Досыта насмеявшись, Сэм продолжал:
— Если и вправду в медведя стреляло несколько человек, то все они со страху
промазали. Только одна пуля приласкала его по уху, других следов нет. Зато
имеются четыре огромные ножевые раны: две около сердца и две прямо в нем. Кто
его заколол?
— Это сделал я.
— Вы один?
— Один!
— Значит, медведь — ваш, точнее, вам принадлежит шкура, а мясо — всем нам.
Поделите мясо вы, таков обычай Дикого Запада. Что скажете, мистер Рэттлер?
— Чтоб вас черт побрал!
Задыхаясь от проклятий, Рэттлер направился к фургону, где стоял бочонок с
бренди, плеснул в стакан и залпом выпил. Ну вот, теперь он будет пить, пока не
свалится с ног.
Спор был закончен, и Бэнкрофт обратился к вождю, чтобы тот изложил свою просьбу.
— То, что я хочу сказать, — не просьба. Это приказ, — гордо произнес Инчу-Чуна.
— Вы не вправе приказывать мне, — высокомерно ответил старший инженер.

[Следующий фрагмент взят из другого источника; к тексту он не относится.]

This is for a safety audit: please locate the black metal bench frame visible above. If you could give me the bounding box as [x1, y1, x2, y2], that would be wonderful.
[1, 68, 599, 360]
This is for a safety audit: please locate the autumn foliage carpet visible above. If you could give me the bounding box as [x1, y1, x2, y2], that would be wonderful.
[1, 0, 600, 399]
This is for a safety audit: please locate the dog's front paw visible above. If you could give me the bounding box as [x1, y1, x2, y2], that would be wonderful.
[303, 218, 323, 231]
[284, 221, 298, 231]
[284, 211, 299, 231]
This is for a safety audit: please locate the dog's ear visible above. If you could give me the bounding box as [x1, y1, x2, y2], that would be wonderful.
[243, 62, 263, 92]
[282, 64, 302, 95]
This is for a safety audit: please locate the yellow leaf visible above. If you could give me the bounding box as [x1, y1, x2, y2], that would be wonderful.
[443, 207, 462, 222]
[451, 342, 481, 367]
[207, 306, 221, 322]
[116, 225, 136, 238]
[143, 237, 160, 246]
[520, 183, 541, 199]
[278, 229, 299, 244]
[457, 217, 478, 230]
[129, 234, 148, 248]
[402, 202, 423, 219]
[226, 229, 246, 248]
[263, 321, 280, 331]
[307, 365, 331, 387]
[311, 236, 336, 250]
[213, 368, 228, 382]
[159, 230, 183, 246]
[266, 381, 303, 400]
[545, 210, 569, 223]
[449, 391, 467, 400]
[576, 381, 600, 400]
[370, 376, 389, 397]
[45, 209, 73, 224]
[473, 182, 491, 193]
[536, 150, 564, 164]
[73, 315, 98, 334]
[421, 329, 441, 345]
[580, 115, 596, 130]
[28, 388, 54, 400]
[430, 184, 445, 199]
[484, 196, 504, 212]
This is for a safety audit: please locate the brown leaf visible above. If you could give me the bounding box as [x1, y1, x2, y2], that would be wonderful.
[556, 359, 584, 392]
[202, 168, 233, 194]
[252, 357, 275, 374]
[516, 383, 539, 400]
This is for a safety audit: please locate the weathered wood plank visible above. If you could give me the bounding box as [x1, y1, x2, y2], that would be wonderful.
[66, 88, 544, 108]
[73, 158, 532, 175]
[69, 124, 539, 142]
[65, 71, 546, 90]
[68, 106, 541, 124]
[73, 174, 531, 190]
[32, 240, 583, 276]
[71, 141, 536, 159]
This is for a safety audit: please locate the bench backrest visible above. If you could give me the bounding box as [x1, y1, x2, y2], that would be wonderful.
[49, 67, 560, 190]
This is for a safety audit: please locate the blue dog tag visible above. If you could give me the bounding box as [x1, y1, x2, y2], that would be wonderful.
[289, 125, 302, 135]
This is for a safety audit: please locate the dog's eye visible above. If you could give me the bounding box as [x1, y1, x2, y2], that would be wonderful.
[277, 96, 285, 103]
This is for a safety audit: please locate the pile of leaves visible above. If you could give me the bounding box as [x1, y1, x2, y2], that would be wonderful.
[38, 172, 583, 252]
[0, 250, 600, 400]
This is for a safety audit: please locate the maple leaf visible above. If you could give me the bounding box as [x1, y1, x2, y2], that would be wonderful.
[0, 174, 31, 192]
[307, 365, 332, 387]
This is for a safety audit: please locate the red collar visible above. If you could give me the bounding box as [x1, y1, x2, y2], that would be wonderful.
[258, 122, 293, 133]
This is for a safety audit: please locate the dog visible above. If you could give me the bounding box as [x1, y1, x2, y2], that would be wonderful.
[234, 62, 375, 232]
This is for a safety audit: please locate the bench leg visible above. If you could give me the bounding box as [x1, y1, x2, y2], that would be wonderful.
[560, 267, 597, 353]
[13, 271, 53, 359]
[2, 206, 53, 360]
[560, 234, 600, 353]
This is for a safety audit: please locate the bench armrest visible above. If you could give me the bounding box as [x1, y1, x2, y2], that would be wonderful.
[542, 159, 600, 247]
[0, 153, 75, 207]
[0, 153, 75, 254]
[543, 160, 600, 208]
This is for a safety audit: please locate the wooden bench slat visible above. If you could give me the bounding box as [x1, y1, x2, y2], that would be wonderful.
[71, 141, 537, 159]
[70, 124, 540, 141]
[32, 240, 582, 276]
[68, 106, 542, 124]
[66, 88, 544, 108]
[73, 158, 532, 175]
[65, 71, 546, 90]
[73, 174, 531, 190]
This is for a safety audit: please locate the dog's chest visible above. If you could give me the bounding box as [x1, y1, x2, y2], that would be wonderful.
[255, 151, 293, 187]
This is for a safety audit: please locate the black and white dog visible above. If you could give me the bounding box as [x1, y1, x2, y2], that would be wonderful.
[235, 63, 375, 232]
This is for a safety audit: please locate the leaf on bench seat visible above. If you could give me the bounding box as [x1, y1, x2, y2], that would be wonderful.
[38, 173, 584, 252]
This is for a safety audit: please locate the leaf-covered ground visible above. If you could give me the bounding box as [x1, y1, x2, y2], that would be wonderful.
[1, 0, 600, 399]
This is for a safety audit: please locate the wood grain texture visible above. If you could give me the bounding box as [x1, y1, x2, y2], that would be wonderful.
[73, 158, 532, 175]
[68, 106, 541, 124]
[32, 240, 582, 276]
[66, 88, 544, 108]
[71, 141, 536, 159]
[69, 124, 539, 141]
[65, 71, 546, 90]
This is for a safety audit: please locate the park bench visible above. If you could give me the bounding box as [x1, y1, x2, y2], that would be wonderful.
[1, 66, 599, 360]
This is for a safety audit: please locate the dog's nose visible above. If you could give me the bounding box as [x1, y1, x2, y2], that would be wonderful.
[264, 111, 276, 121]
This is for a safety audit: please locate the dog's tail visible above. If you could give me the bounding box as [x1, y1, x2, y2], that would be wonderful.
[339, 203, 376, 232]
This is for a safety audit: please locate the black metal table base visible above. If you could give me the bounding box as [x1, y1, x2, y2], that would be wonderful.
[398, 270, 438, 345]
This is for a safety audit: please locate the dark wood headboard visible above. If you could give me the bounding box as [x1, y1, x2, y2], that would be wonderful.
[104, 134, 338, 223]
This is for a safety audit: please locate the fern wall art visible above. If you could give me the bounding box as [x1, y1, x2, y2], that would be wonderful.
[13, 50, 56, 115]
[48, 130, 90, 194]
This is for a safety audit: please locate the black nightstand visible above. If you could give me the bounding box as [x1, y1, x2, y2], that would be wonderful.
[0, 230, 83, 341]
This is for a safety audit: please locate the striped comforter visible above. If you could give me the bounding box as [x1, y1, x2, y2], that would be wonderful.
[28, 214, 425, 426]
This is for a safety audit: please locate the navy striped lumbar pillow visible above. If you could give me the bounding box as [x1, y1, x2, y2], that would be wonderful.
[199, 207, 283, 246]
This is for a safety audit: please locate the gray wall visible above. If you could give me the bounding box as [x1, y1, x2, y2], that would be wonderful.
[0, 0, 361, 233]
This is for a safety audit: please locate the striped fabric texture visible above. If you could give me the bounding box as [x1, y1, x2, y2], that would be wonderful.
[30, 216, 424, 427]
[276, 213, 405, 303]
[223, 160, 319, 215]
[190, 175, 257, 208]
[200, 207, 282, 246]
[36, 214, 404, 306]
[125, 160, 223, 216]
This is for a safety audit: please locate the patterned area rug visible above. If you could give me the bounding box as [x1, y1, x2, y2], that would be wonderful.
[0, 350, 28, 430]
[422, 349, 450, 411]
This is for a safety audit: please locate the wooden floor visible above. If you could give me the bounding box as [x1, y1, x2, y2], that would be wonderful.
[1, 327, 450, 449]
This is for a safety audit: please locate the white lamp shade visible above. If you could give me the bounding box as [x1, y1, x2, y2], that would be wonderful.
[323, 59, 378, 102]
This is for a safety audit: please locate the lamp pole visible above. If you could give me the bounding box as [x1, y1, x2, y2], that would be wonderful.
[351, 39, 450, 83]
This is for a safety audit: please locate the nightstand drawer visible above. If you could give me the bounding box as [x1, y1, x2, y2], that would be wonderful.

На мгновение лицо вождя вспыхнуло гневом, однако он сдержал себя и спокойно
ответил:
— Мой белый брат, ответь мне, но по совести. Там, где живет белый брат, у него
есть свой дом?
— Да.
— И сад перед ним?
— Да.
— Стерпел бы мой белый брат, если бы сосед начал строить дорогу через его сад?
— Нет.
— Места по ту сторону Скалистых гор и на восток от Миссисипи принадлежат
бледнолицым. Как бы бледнолицые посмотрели на то, если индейцы пришли туда
строить железную дорогу?
— Мы бы выгнали их.
— Мой брат прав. Но бледнолицые пришли на наши земли, ловят наших мустангов,
убивают наших бизонов, ищут у нас золото и драгоценные камни. И вот теперь еще
собираются строить длинную-длинную дорогу, по которой побежит огненный конь. И
новые тысячи бледнолицых приедут сюда, чтобы отнять у нас последнее. Так как же
мы должны поступить?
Бэнкрофт молчал.
— Неужели мы совсем бесправны? Вы называете себя христианами и все время
говорите о любви, а сами нас грабите и убиваете, требуя в ответ покорности. Вы
говорите, что ваш Бог — добрый отец всех краснокожих и белых людей, но отец он
только для вас, для нас же — отчим. Разве вся эта страна не принадлежит
краснокожим? Вы отобрали ее у нас, а что дали взамен? Нищету, нищету и еще раз
нищету!
Вы гоните нас все дальше, забирая все наши земли. Мы задыхаемся в тесноте.
Почему вы так делаете? Нужда заставляет? Самим земли мало? Нет, это все ваша
жадность. Там, где вы живете, хватит места для всех, для многих миллионов, а
краснокожий, законный хозяин этой страны, должен ютиться на жалком клочке земли.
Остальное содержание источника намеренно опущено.